Resource Management

5.2 Resource Management

Resource Management

This section discusses how Scout paths assist in three different resource management tasks: proper sizing of I/O-queues, proper scheduling of the CPU, and admission control.

As Figure 26 shows, the two queues of primary interest in a video path are the input queue in module TULIP and the output queue in module TGA. Both queues are unavoidable: fundamentally, the input queue is necessary because, for high-latency networks, multiple network packets may have to be in transit at any given time to be able to sustain the throughput needed by the video. If multiple packets are in transit, then, due to network jitter, these packets may all arrive clustered together and since the peak arrival rate at the Ethernet is much higher than the typical MPEG processing rate, the queue is needed to buffer such bursts. The output queue is also used to absorb jitter, but it does so at a more global level. First, decompression itself introduces significant jitter. Depending on the spatial and temporal complexity of a video scene, the encoded size of any particular video frame may be orders of magnitudes different from the size of the average frame in that stream. Second, the network itself may suffer from significant jitter, e.g., due to temporary congestion of a network link. The third jitter component is due to the sender of the MPEG stream. For example, the sender may read the video from a disk drive that may be accessed concurrently by other tasks.

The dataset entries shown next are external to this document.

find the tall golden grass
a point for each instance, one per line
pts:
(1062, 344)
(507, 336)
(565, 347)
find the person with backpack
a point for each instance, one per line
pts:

Since there are queues in each path, an important resource management question is how big these queues should be. To conserve memory, it is clearly desirable to keep them as small as possible. This is particularly true for the output queue since each queue element consists of a complete video frame, which may be quite sizeable (225KB for a 320 × 240 RGB image). But on the other hand, the queues need to be big enough so that they can absorb most, if not all jitter normally encountered.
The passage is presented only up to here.